ESSAI Renault Kadjar : Reparti pour un tour !

ESSAI Renault Kadjar : Reparti pour un tour !

Révision esthétique en douceur pour le Kadjar, qui profite surtout de toutes nouvelles motorisations essence et diesel…

Renault Kadjar

Le Kadjar est un SUV compact né d’une collaboration entre Renault et Nissan. Il fait son entrée sur le segment très prisé des baroudeurs à usage familial en 2015, après le succès commercial du Captur et de l’Espace.

Le Kadjar : savant mélange de plusieurs best-sellers.

Le Kadjar se positionne dans la moyenne haute du segment en termes de mensurations. Avec ses 4,45 mètres de long, il est en concurrence directe avec les leaders de la catégorie : le Peugeot 3008, le VW Tiguan ou encore le Qashquai de Nissan dont il reprend d’ailleurs la plateforme et 60% de ses pièces.

Afin de se démarquer des têtes de file, Renault sait que le design de son SUV sera déterminant. Pour cela, il ne prendra pas le chemin risqué de l’innovation mais plutôt celui de la valeur-sûre. Le Kadjar est à s’y méprendre une version plus gonflée du Captur. Et pour un peu plus d’élégance, le constructeur pioche du côté de la Clio et de ses lignes aérodynamiques.

Le Kadjar n’est pas un monospace. Cependant il n’y a pas de doute, le véhicule reprend la praticité de son cousin le Scénic. Sièges rabattables en un tournemain, modularité de l’habitacle et volume de coffre important sont de mise.

Contrairement à beaucoup de SUV, le Kadjar est disponible en plusieurs transmissions. Simple traction, 4x4 « à la demande » ou encore quatre roues motrices permanentes. Sous le capot, le gros SUV s’équipe d’un moteur d’une puissance de 130 ch. couplé à une boite manuelle ou automatique de 6 vitesses.
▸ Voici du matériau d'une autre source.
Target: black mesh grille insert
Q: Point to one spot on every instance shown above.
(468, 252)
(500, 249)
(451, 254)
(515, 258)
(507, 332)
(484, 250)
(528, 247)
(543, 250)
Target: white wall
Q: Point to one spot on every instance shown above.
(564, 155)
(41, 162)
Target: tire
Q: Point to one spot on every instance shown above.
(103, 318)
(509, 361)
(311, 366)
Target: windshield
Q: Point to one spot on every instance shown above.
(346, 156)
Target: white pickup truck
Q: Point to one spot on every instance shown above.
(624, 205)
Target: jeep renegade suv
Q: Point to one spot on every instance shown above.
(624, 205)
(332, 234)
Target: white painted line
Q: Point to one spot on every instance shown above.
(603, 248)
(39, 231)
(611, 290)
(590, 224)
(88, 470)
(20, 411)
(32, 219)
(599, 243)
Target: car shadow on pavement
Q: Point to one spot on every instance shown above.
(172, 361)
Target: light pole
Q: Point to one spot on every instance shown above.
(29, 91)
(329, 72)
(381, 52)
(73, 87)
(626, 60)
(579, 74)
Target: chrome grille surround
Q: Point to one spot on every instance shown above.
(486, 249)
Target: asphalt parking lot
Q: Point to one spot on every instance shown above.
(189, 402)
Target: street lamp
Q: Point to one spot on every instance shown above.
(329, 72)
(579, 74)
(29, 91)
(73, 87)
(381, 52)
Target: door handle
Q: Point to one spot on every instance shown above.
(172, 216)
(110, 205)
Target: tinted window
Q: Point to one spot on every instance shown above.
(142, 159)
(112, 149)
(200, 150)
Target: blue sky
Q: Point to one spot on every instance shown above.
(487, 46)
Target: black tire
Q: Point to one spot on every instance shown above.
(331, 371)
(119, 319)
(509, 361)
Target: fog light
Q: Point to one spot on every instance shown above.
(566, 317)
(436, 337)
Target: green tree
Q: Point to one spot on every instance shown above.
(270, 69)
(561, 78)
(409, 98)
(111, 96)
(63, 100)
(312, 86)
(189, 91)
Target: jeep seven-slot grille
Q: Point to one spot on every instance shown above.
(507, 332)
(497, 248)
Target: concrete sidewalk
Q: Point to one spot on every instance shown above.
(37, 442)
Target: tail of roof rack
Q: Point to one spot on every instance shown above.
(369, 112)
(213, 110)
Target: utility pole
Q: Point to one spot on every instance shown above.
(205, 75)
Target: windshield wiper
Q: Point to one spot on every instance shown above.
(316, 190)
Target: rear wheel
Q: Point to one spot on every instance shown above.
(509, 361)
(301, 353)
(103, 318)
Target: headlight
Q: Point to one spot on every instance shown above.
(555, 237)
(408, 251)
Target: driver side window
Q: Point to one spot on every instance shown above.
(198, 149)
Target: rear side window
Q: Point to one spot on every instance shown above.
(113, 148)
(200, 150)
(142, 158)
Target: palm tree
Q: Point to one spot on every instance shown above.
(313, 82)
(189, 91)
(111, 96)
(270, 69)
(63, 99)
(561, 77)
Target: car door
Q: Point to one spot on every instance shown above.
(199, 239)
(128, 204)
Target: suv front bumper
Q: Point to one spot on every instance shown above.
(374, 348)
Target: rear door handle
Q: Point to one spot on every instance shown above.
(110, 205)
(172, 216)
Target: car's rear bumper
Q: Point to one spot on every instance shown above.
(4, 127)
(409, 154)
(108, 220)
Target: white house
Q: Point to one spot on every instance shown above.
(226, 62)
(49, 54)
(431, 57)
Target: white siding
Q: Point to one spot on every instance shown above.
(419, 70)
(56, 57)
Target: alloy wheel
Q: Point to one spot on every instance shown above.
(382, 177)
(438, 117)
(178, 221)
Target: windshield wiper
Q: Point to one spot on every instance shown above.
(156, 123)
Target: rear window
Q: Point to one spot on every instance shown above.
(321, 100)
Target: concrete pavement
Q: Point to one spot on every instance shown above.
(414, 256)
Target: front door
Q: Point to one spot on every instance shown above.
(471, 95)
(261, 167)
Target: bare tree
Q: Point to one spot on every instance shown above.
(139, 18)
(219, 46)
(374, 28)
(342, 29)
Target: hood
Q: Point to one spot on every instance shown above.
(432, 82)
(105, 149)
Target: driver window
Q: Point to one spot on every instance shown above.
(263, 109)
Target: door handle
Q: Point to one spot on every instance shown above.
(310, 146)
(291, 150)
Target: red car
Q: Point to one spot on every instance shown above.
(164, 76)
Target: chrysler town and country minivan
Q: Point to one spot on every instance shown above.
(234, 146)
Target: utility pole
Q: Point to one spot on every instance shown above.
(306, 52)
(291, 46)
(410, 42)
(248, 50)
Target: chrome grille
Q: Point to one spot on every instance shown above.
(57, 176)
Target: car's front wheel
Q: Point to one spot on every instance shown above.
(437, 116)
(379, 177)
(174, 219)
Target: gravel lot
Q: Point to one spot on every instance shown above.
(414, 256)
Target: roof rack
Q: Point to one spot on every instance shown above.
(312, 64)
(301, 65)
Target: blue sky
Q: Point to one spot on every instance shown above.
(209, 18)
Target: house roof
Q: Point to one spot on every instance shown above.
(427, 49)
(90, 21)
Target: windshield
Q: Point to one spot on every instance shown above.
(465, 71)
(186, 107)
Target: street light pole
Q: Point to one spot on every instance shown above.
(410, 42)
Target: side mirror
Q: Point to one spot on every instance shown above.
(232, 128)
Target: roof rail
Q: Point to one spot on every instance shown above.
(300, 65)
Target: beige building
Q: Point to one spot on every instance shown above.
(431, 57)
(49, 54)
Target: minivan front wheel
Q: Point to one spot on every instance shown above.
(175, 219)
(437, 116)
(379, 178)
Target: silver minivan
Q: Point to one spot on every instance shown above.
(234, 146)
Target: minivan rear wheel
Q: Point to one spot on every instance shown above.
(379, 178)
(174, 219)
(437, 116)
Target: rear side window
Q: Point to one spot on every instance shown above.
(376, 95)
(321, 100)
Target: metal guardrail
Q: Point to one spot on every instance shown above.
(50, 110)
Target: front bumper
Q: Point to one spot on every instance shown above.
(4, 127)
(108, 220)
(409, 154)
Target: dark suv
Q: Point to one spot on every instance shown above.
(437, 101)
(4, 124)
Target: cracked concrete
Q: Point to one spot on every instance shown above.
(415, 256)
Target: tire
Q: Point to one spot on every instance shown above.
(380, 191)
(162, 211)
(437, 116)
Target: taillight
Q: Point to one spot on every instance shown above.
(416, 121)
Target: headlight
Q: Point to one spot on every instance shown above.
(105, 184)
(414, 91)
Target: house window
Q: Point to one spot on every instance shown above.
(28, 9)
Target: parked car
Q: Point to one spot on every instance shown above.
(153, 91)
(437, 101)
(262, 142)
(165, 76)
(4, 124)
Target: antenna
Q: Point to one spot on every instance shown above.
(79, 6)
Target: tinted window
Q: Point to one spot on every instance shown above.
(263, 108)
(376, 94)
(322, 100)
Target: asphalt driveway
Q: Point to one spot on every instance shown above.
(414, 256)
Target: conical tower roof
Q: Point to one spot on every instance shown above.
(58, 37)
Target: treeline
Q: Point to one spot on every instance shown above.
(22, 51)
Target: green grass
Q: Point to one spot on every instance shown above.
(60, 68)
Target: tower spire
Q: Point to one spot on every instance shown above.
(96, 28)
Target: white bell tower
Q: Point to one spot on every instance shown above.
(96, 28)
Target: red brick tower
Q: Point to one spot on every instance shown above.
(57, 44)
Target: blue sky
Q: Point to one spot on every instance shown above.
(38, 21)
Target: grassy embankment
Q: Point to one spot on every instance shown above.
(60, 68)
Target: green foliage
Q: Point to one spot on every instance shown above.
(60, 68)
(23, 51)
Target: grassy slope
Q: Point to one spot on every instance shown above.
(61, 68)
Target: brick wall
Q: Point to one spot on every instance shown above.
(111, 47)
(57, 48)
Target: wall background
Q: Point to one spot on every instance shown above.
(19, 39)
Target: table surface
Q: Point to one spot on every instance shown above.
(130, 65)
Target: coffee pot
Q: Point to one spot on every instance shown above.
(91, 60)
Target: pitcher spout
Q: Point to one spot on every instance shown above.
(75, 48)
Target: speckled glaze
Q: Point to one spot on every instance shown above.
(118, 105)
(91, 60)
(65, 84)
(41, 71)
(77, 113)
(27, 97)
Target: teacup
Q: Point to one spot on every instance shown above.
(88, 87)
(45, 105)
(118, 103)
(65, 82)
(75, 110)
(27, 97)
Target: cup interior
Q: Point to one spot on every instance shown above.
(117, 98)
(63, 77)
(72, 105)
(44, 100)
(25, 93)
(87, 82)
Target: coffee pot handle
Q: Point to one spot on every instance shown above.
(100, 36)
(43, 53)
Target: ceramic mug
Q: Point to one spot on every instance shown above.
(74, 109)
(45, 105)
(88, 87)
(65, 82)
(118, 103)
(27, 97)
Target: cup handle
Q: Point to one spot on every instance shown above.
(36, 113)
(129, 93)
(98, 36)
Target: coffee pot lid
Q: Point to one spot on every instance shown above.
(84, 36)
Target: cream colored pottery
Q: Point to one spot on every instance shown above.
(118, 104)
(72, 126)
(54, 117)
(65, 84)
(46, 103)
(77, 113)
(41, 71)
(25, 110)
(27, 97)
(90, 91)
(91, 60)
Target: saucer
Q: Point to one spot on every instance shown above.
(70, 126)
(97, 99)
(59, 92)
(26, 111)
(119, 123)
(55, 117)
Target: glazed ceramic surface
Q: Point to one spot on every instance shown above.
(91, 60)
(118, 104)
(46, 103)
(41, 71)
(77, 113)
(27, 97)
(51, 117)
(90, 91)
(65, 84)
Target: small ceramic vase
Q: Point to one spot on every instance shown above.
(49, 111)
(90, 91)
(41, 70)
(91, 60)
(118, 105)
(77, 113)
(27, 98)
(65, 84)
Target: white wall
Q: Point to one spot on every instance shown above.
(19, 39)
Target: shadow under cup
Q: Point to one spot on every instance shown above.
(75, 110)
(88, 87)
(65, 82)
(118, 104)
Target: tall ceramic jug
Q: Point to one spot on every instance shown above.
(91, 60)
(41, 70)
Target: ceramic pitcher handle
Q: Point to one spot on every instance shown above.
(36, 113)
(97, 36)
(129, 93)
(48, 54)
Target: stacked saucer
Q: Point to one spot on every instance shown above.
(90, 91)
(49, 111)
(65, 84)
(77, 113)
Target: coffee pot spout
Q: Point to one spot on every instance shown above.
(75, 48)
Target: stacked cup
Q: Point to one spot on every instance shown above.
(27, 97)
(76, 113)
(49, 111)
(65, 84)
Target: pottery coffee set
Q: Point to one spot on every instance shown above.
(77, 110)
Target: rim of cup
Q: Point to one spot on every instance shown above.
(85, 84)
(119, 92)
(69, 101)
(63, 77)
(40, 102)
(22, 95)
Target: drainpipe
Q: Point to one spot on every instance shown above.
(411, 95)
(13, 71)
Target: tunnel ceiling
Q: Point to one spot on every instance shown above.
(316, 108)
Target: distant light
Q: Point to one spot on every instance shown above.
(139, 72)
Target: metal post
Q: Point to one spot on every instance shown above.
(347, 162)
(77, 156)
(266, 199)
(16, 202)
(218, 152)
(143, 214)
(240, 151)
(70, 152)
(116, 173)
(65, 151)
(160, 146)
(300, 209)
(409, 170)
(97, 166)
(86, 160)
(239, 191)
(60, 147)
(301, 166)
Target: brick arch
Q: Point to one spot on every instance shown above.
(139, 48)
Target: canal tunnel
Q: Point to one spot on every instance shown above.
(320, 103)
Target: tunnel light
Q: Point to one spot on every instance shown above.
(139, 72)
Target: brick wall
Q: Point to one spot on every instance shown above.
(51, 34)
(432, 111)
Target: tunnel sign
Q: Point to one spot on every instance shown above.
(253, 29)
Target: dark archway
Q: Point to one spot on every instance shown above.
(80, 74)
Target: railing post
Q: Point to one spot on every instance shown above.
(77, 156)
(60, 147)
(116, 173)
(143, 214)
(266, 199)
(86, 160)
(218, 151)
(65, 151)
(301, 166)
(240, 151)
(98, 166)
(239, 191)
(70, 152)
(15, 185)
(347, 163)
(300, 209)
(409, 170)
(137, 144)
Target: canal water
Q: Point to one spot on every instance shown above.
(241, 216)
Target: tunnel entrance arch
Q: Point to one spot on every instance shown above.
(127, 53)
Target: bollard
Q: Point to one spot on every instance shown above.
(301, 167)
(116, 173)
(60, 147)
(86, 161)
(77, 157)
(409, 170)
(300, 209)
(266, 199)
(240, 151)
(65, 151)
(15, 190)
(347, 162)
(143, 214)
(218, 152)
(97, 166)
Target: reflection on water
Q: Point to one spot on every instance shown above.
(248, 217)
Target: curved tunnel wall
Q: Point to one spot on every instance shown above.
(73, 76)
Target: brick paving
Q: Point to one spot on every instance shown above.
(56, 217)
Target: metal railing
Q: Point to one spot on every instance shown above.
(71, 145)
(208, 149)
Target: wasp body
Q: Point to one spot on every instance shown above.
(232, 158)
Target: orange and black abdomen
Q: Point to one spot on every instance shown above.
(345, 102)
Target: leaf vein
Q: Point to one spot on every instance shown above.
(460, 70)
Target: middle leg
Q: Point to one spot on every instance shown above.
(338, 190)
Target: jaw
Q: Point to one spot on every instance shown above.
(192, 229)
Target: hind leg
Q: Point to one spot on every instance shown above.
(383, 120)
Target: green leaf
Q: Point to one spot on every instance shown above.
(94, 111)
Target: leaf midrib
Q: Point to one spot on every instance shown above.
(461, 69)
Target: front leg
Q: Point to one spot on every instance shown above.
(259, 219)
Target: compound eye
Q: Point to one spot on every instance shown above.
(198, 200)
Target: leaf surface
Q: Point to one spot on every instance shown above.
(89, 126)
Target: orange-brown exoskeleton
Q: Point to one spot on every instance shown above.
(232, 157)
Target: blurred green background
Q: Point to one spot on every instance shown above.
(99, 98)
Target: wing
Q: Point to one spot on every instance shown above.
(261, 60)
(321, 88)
Le Kadjar revu et corrigé : le SUV gagne en personnalité.

Trois ans après son lancement le gros SUV du constructeur au losange s’offre un léger restylage. Cette nouvelle version fût présentée au mondial de l’automobile de Paris 2018 avant d’être commercialisée début 2019.

A cette occasion, le Kadjar arbore une nouvelle calandre soulignée par des barrettes en chromes, des boucliers plus dynamiques ainsi qu’un nouveau dessin des jantes en alliage. Le restylage extérieur n’a donc rien de révolutionnaire, mais il contribue efficacement à moderniser le look du SUV aux 450.000 exemplaires vendus.

A l’intérieur, même fil rouge : pas de changement démesuré mais une modernisation en douceur. Un choix qui trouve son explication côté ingénierie plutôt que marketing. Basé sur le petit gabarit du Qashquai, il aurait fallu faire des modifications coûteuses pour intégrer le nouvel écran tactile vertical déjà présent sur plusieurs modèles de la marque. Cependant, pour lui donner un peu plus de modernité, l’écran de 7 pouces s’équipe de plusieurs commandes téléphériques sensitives. Par ailleurs, visuellement, l’écran est plus large.

Côté confort, le Kadjar profite d’une nouvelle finition : les sièges évoluent avec une nouvelle mousse et une longueur d’assise réglable. Par ailleurs les passagers arrière profitent à présent de buses de ventilation et de deux prises USB.

Sous le capot, là aussi, Renault fait évoluer l’offre et le Kadjar gagne un peu de puissance au passage. Le 1,7 BluedCi 150 vient remplacer le 1,6 dCi 130 ch.